Although we’ve said on several occasions that cloud computing isn’t the revolutionary movement that many would have us believe, my visit to Cloud Expo this week really hammered home a point that could make many businesses breath a sigh of relief, so I thought I’d re-iterate it here.

When it comes to engaging with service providers, most organisations are really only interested in outcomes. The key question is: Does what is on offer here fulfil my requirements? A business wants to achieve a specific goal, and if a service provider meets certain criteria, it wins the business. How the service provider delivers the paid-for outcome is a factor to be included in the due diligence process but only insofar as delivery mechanisms meet the need.

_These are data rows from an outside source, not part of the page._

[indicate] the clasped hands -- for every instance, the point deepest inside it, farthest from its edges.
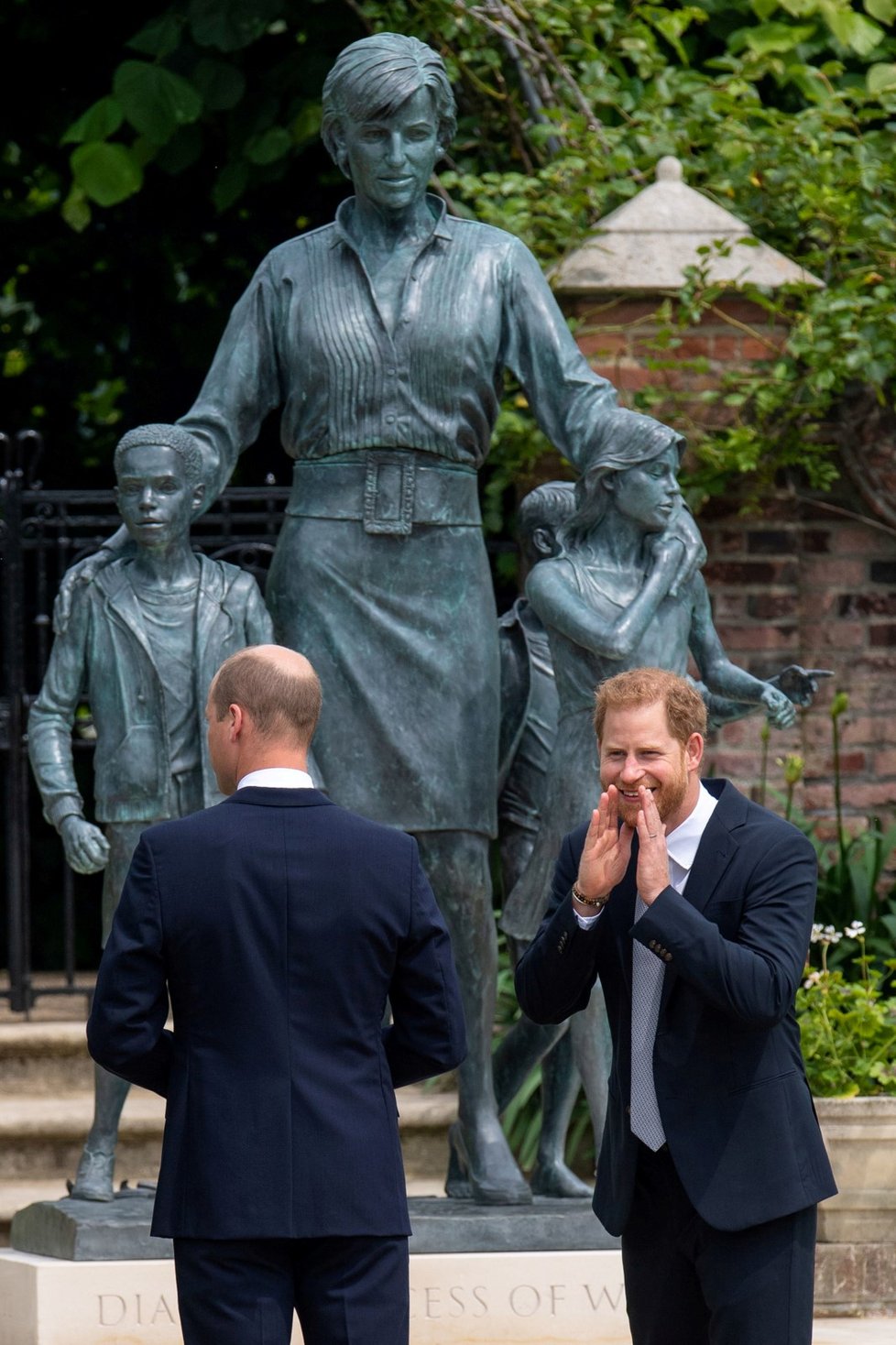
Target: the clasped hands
(85, 845)
(607, 849)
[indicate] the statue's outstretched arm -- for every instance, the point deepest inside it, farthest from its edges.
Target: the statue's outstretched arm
(724, 680)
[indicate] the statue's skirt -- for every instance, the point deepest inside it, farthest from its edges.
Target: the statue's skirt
(399, 618)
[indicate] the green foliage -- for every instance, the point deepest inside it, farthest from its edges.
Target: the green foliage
(189, 137)
(847, 1028)
(855, 869)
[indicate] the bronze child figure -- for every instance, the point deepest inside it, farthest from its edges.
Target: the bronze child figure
(141, 641)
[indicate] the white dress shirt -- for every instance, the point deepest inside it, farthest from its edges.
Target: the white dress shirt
(278, 778)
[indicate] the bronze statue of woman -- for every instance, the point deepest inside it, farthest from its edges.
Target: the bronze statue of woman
(384, 341)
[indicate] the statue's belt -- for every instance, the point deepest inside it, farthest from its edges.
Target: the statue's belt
(387, 491)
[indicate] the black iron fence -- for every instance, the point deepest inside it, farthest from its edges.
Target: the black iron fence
(42, 533)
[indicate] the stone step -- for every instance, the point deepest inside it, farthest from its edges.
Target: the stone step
(42, 1135)
(45, 1057)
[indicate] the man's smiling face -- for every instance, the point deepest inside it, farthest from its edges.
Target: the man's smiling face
(638, 748)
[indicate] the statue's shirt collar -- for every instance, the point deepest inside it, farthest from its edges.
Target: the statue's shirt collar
(440, 222)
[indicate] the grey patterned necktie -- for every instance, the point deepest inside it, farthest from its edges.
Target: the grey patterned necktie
(646, 990)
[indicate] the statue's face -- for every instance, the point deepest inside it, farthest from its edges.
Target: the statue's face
(390, 159)
(649, 494)
(155, 499)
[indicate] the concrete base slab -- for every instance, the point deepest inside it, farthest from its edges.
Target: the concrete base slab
(546, 1226)
(525, 1298)
(91, 1230)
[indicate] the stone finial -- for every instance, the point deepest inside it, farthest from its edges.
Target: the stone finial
(669, 169)
(645, 245)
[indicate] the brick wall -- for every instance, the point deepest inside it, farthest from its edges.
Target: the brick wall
(803, 584)
(810, 581)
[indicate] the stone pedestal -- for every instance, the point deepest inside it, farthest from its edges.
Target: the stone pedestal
(860, 1134)
(464, 1298)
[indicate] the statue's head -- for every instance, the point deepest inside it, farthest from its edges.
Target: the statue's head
(159, 483)
(625, 442)
(373, 78)
(166, 436)
(540, 517)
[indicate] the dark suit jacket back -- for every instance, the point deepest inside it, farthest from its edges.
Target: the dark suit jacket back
(729, 1077)
(279, 924)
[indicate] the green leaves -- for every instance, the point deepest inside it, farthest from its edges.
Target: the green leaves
(155, 100)
(97, 123)
(104, 172)
(230, 25)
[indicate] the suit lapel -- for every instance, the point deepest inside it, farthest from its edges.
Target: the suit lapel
(715, 853)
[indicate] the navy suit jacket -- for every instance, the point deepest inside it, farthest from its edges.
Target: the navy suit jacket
(728, 1069)
(278, 924)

Cloud computing changes absolutely nothing in this regard. If the service provider is using ‘bona fide cloud computing technology’ (whatever that means) in its data centre to help it deliver services with greater economies of scale, resilience, flexibility, and so forth, then so be it. Some customers will care, some will not.

This point became ever more clear to me yesterday at Cloud Expo because most service providers in attendance were offering hosting and/or managed services. The entire event would not have looked any different had it been called ‘Hosting Expo’.

And there’s the point. None of this really matters if all you care about is the outcome you want to achieve from a third party service provider. For practical purposes today it might be easier to consider ‘The Cloud’ as simply a consolidation term, an umbrella term under which all the different types of third party service providers that existed in more narrowly defined boxes in the past now live.

Sure, there is more to it than that, but only if you care about details beyond what you are actually paying for. For example, virtualisation technology allows service providers to offer up ever more specific services to suit lots of different performance, scalability and price point requirements. But this is the difference between ‘what’, and ‘how’, and there is currently far too much mixing up of the two, which is counterproductive to say the least.

Back to third party service providers, then: The effect of ‘cloud’ is greater choice to the customer in terms of what’s on offer and how it is sourced, paid for and used. But nothing has fundamentally changed. Despite so many providers claiming that because something carries a certain label, it must be good, everything you ever knew about using third party service providers remains as important – nay – more important, than ever before.